From mboxrd@z Thu Jan  1 00:00:00 1970
Received: from eggs.gnu.org ([2001:4830:134:3::10]:60306)
	by lists.gnu.org with esmtp (Exim 4.71) (envelope-from <pl@kamp.de>)
	id 1WHsjn-0000bn-JT
	for qemu-devel@nongnu.org; Mon, 24 Feb 2014 05:26:21 -0500
Received: from Debian-exim by eggs.gnu.org with spam-scanned (Exim 4.71)
	(envelope-from <pl@kamp.de>) id 1WHsjh-0002p1-Uj
	for qemu-devel@nongnu.org; Mon, 24 Feb 2014 05:26:15 -0500
Received: from mx.ipv6.kamp.de ([2a02:248:0:51::16]:52744 helo=mx01.kamp.de)
	by eggs.gnu.org with esmtp (Exim 4.71) (envelope-from <pl@kamp.de>)
	id 1WHsjh-0002ot-K4
	for qemu-devel@nongnu.org; Mon, 24 Feb 2014 05:26:09 -0500
Message-ID: <530B1E3D.8050204@kamp.de>
Date: Mon, 24 Feb 2014 11:26:05 +0100
From: Peter Lieven <pl@kamp.de>
MIME-Version: 1.0
References: <1393074022-32388-1-git-send-email-pl@kamp.de>
	<20140224101152.GE3775@dhcp-200-207.str.redhat.com>
In-Reply-To: <20140224101152.GE3775@dhcp-200-207.str.redhat.com>
Content-Type: text/plain; charset=ISO-8859-1; format=flowed
Content-Transfer-Encoding: 7bit
Subject: Re: [Qemu-devel] [RFC PATCH] block: optimize zero writes with
	bdrv_write_zeroes
List-Id: <qemu-devel.nongnu.org>
List-Unsubscribe: <https://lists.nongnu.org/mailman/options/qemu-devel>,
	<mailto:qemu-devel-request@nongnu.org?subject=unsubscribe>
List-Archive: <http://lists.nongnu.org/archive/html/qemu-devel>
List-Post: <mailto:qemu-devel@nongnu.org>
List-Help: <mailto:qemu-devel-request@nongnu.org?subject=help>
List-Subscribe: <https://lists.nongnu.org/mailman/listinfo/qemu-devel>,
	<mailto:qemu-devel-request@nongnu.org?subject=subscribe>
To: Kevin Wolf <kwolf@redhat.com>
Cc: pbonzini@redhat.com, qemu-devel@nongnu.org, stefanha@redhat.com, mreitz@redhat.com

On 24.02.2014 11:11, Kevin Wolf wrote:
> Am 22.02.2014 um 14:00 hat Peter Lieven geschrieben:
>> this patch tries to optimize zero write requests
>> by automatically using bdrv_write_zeroes if it is
>> supported by the format.
>>
>> i know that there is a lot of potential for discussion, but i would
>> like to know what the others think.
>>
>> this should significantly speed up file system initialization and
>> should speed zero write test used to test backend storage performance.
>>
>> the difference can simply be tested by e.g.
>>
>> dd if=/dev/zero of=/dev/vdX bs=1M
>>
>> Signed-off-by: Peter Lieven <pl@kamp.de>
> As you probably have expected, there's no way I can let the patch in in
> this form.
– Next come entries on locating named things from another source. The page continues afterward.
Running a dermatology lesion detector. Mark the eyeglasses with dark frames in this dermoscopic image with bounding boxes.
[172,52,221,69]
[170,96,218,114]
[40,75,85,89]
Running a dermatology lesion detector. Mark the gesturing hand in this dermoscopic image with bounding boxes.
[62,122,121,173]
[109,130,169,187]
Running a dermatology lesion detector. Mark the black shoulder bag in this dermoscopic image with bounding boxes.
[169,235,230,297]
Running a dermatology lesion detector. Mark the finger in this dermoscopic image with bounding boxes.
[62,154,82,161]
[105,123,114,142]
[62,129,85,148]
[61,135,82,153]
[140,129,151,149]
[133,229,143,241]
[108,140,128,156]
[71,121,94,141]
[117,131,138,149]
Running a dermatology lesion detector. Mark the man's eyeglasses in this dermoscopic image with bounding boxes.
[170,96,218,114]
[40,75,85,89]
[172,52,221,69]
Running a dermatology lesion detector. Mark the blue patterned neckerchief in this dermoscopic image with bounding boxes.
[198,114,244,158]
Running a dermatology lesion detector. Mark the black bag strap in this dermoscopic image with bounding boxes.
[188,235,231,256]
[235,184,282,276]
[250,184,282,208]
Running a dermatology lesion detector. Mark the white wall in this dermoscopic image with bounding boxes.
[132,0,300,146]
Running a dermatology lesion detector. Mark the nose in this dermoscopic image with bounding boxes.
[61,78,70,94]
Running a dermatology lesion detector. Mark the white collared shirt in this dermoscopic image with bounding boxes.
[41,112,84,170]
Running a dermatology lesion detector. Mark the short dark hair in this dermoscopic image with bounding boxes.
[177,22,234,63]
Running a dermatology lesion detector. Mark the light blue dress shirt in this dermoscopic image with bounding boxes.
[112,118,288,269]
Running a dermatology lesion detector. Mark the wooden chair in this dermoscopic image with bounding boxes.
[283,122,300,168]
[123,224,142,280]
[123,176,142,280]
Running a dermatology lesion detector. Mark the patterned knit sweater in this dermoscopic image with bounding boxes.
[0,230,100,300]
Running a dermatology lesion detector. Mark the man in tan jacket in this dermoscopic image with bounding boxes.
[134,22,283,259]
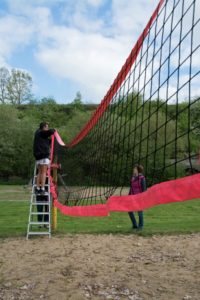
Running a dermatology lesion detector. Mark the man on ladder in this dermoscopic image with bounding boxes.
[33,122,55,196]
[27,122,55,239]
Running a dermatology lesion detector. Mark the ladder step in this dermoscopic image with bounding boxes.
[29,222,50,225]
[33,184,50,186]
[28,231,51,235]
[31,212,50,216]
[31,201,51,205]
[34,175,49,178]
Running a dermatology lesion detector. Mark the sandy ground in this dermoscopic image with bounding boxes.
[0,234,200,300]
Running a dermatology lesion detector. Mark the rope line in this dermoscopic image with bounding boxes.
[53,0,200,215]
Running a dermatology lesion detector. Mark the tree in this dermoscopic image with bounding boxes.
[7,69,32,105]
[72,92,83,110]
[0,67,10,104]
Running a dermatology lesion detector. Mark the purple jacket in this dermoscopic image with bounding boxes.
[129,174,146,195]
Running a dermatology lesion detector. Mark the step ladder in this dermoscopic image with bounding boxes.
[26,165,51,240]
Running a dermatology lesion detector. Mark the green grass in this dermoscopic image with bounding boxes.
[0,187,200,238]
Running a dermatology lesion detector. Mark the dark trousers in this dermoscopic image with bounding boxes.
[128,211,144,228]
[36,195,49,222]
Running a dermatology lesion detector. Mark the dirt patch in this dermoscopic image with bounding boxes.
[0,234,200,300]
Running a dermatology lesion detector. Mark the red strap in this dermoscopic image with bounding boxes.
[67,0,164,147]
[51,174,200,217]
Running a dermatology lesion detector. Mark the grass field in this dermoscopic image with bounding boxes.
[0,186,200,238]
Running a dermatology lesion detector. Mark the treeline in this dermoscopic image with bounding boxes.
[54,93,200,186]
[0,98,96,182]
[0,94,200,183]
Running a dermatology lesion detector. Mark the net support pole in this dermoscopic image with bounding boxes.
[52,161,58,230]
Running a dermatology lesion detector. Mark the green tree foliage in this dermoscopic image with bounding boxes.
[0,67,10,104]
[0,67,32,105]
[0,91,200,184]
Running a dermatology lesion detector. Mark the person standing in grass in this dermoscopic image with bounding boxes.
[128,165,147,230]
[33,122,55,195]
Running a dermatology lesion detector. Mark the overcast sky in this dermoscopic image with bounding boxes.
[0,0,158,103]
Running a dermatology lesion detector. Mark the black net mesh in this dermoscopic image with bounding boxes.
[55,0,200,206]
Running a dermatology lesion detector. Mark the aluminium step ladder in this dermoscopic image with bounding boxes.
[26,165,51,240]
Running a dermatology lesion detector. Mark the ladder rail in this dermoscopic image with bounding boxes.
[26,164,51,240]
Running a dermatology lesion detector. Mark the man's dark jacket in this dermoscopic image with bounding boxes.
[33,129,55,160]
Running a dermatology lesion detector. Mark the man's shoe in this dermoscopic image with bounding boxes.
[40,189,48,196]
The least you need to introduce is a boolean option to enable
> or disable the zero check. (The default would probably be disabled, but
> we can discuss this.)
I would have been really suprised *g*. As you and Fam already pointed
out, the desired behaviour is heavily dependant on the use case.

I personally do not need this for QCOW2 but for iSCSI. Here the optimization
is basically saved bandwidth since a zero write becomes a WRITESAME.
Unless the user specifies unmap=on there is no change in what is written to disk.

I would be fine with a default off boolean variable. For my case it would also be
sufficient to have boolean flag in the BlockDriver that indicates if this optimization
is a good idea. For iSCSI I think it is. I think also for GlusterFS. In those both
cases I basically saves bandwidth and let the backend storage more efficiently
write zeroes if it is capable. A third use case would be a raw device on an SSD.
In all cases if unmap=on it would additionally save disk space.

>
>>   block.c               |    8 ++++++++
>>   include/qemu-common.h |    1 +
>>   util/iov.c            |   20 ++++++++++++++++++++
>>   3 files changed, 29 insertions(+)
>>
>> diff --git a/block.c b/block.c
>> index 6f4baca..505888e 100644
>> --- a/block.c
>> +++ b/block.c
>> @@ -3145,6 +3145,14 @@ static int coroutine_fn bdrv_aligned_pwritev(BlockDriverState *bs,
>>   
>>       ret = notifier_with_return_list_notify(&bs->before_write_notifiers, req);
>>   
>> +    if (!ret && !(flags & BDRV_REQ_ZERO_WRITE) &&
>> +        drv->bdrv_co_write_zeroes && qemu_iovec_is_zero(qiov)) {
>> +        flags |= BDRV_REQ_ZERO_WRITE;
>> +        /* if the device was not opened with discard=on the below flag
>> +         * is immediately cleared again in bdrv_co_do_write_zeroes */
>> +        flags |= BDRV_REQ_MAY_UNMAP;
> I'm not sure about this one. I think it is reasonable to expect that
> after an explicit write of a buffer filled with zeros the block is
> allocated.
>
> In a simple qcow2-on-file case, we basically have three options for
> handling all-zero writes:
>
> - Allocate the cluster on a qcow2 and file level and write literal zeros
>    to it. No metadata updates involved in the next write to the cluster.
>
> - Set the qcow2 zero flag, but leave the allocation in place. The next
>    write in theory just needs to remove the zero flag (I think in
>    practice we're doing an unnecessary COW) from the L2 table and that's
>    it.
>
> - Set the qcow2 zero flag and unmap the cluster on both the qcow2 and
>    the filesystem layer. The next write causes new allocations in both
>    layers, which means multiple metadata updates and possibly added
>    fragmentation. The upside is that we use less disk space if there is
>    no next write to this cluster.
>
> I think it's pretty clear that the right behaviour depends on your use
> case and we can't find an one-size-fits-all solution.
I wouldn't mind have this optimization only work on raw format for
the moment.

Peter
>
>> +    }
>> +
>>       if (ret < 0) {
>>           /* Do nothing, write notifier decided to fail this request */
>>       } else if (flags & BDRV_REQ_ZERO_WRITE) {
> Kevin